Der Rauch an Bord des Schiffes war derart mit Kohlenmonoxid gesättigt, dass die Menschen, die es einatmeten, innerhalb von 30 Sekunden das Bewusstsein verloren und innerhalb von 3 Minuten eine tödliche Dosis eingeatmet hatten. Gleichzeitig enthielt der Rauch große Mengen giftiger Blausäure aus der Deckenverkleidung, was lebensbedrohliche Bedingungen für die Passagiere verursachte.
Das Feuer fraß sich weiter durch das Schiff und gelangte auch in die Restaurants auf Deck 6. Die Kabinen blieben zunächst weitgehend rauchfrei, solange die Türen geschlossen waren und das Entlüftungssystem funktionierte, aber sobald die Entlüftung abgeschaltet wurde, was gegen 02.30 Uhr geschah, kroch der Rauch auch in die Kabinen, und die Konzentration von Kohlenmonoxid und Blausäure erreichte hier ein kritisches Niveau.
Die Entlüftung wurde abgeschaltet, da der Kapitän dachte, dass es helfen würde, das Feuer zu ersticken, aber das Abschalten war auch ein Todesurteil für die Passagiere, die nicht mehr in ihren Kabinen waren. Das Feuer brannte weiter, obwohl es sich jetzt lwegen des Sauerstoffmangels langsamer ausbreitete. Darüber hinaus wurde das Feuer durch zwei Schotten und geschlossene Türen blockiert.
Um 02.24 Uhr wurde ein SOS-Notruf abgesendet. Die Fähre „Stena Saga“ nahm das Signal auf und kam als eines der ersten Schiffe nur eine halbe Stunde später zur Unfallstelle und fing sofort an, Überlebende von den Rettungsbooten einzusammeln.
Um 03.28 Uhr kündigte der norwegische Kapitän Hugo Larsen an, dass er nicht länger an Bord bleiben könne, und der Kapitän der Fähre „Stena Saga“, Lennart Nordgren, fragte über Radio (Funk), ob alle Menschen von Bord seien. Captain Larsen sagte zuerst, dass sie es waren. „Auch die Mannschaft?“ fragte Captain Nordgren und fügte „Bestätigen“ hinzu. Captain Larsen antwortete erneut mit Ja. Doch als „Stena Sagas“ Kapitän noch einmal fragte: „Sind wirklich keine Leute mehr an Bord?“, antwortete Larsen etwas verunsichert „Soweit wir gesehen haben: Nein.

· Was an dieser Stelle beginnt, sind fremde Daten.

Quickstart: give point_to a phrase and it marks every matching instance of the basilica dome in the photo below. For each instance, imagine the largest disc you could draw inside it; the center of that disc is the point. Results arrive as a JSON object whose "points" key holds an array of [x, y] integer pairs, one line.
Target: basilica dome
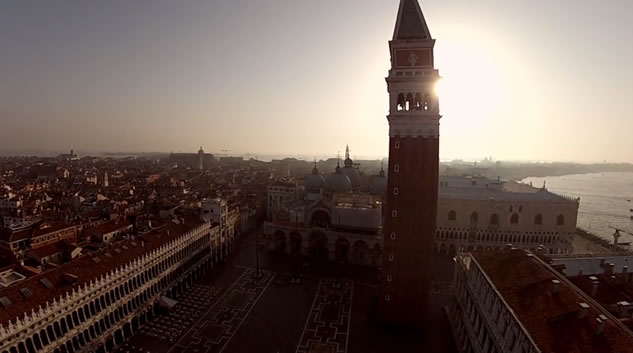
{"points": [[378, 183], [351, 172], [338, 182], [315, 181]]}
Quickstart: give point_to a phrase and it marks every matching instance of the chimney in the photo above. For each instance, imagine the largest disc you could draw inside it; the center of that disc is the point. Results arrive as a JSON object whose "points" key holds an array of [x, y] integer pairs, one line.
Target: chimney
{"points": [[624, 309], [583, 308], [609, 268], [594, 286], [600, 321]]}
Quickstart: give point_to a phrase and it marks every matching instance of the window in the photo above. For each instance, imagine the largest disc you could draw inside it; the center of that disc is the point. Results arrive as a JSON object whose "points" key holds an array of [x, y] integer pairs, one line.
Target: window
{"points": [[494, 220], [474, 218], [46, 283], [514, 219], [26, 292], [400, 105], [538, 220]]}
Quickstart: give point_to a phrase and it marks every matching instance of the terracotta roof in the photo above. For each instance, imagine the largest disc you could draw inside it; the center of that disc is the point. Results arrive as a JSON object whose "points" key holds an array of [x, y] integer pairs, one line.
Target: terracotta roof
{"points": [[86, 268], [109, 227], [611, 288], [551, 319], [53, 248], [411, 23], [9, 236]]}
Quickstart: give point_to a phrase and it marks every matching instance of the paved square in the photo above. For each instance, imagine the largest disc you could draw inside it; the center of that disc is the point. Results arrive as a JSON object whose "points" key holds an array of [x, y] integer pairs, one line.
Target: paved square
{"points": [[218, 325], [327, 326]]}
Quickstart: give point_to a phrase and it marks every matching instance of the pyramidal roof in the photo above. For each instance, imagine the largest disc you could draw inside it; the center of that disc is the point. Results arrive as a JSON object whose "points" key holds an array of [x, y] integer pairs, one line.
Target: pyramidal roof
{"points": [[411, 23]]}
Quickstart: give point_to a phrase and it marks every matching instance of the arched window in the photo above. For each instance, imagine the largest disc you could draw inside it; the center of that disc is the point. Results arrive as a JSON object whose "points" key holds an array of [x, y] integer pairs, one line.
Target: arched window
{"points": [[494, 220], [400, 106], [474, 218], [409, 103], [538, 220], [514, 219], [427, 102]]}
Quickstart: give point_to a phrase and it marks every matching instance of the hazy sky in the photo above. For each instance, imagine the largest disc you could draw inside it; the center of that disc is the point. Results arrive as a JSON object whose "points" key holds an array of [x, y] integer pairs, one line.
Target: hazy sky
{"points": [[522, 79]]}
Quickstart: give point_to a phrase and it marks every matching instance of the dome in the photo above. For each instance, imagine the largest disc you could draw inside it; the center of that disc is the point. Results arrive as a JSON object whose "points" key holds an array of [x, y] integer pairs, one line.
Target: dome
{"points": [[338, 182], [353, 175], [315, 181], [378, 184]]}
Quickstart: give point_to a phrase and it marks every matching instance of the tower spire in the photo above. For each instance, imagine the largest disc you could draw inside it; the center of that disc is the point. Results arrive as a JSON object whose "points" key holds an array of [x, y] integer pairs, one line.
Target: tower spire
{"points": [[411, 23]]}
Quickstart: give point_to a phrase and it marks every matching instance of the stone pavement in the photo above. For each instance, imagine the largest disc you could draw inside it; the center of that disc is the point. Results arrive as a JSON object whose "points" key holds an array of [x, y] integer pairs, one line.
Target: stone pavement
{"points": [[231, 311]]}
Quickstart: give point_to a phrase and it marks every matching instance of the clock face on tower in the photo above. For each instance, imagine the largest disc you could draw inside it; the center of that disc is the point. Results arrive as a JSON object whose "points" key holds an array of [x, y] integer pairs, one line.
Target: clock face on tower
{"points": [[410, 58]]}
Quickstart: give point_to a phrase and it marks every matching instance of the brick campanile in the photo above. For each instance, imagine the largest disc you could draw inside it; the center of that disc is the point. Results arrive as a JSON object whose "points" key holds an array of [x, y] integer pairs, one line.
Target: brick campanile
{"points": [[412, 192]]}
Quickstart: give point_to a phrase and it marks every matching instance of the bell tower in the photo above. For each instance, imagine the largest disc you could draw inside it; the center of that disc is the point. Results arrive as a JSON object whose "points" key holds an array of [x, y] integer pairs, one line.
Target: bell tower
{"points": [[412, 192]]}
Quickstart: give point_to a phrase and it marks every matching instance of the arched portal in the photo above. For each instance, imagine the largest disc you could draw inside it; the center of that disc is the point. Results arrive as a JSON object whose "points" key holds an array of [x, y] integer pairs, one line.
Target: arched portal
{"points": [[342, 250], [295, 244], [280, 241], [318, 247], [320, 218], [361, 253]]}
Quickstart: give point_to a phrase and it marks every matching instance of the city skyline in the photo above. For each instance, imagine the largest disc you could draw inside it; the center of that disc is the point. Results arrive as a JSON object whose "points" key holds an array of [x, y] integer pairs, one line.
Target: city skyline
{"points": [[132, 77]]}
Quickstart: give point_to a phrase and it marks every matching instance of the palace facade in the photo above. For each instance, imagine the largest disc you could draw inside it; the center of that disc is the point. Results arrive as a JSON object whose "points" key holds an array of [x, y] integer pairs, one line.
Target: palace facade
{"points": [[94, 302]]}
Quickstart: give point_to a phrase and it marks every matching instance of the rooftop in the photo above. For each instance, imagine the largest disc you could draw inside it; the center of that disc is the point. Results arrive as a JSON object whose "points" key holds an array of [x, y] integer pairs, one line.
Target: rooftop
{"points": [[466, 188], [551, 319], [85, 269]]}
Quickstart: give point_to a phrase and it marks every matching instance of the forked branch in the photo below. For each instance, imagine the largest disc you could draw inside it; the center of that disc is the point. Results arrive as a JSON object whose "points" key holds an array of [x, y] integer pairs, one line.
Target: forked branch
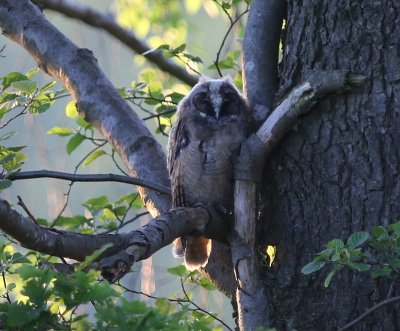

Also, ob es noch Menschen an Bord gibt, ist völlig unmöglich zu sagen. Zumindest sind alle weg, soweit wir wissen – denke ich .“
Tatsache war, dass sich zu dem Zeitpunkt noch mehr als 40 Überlebende an Bord befanden. Diese Aussage des Kapitäns hatte zur Folge, dass zunächst keine Rettungsmannschaft auf das brennende Schiff geschickt wurde, obwohl noch Menschen an Bord waren. Als die ersten Feuerwehrleute aus Schweden um 06:00 Uhr mit einem Hubschrauber bei der Fähre ankamen, wurden ein Passagier, zwei portugiesische Matrosen und zwei Handwerker gefunden, die anscheinend den ganzen Unfall verschlafen hatten. Zu ihrem Glück lagen ihre Kabinen in einem Teil des Schiffes, wo das Feuer und der Rauch nicht so schlimm gewesen waren. An anderen Orte auf dem Schiff schwelte und brannte es aber noch in den Schiffsgängen und den Kabinen.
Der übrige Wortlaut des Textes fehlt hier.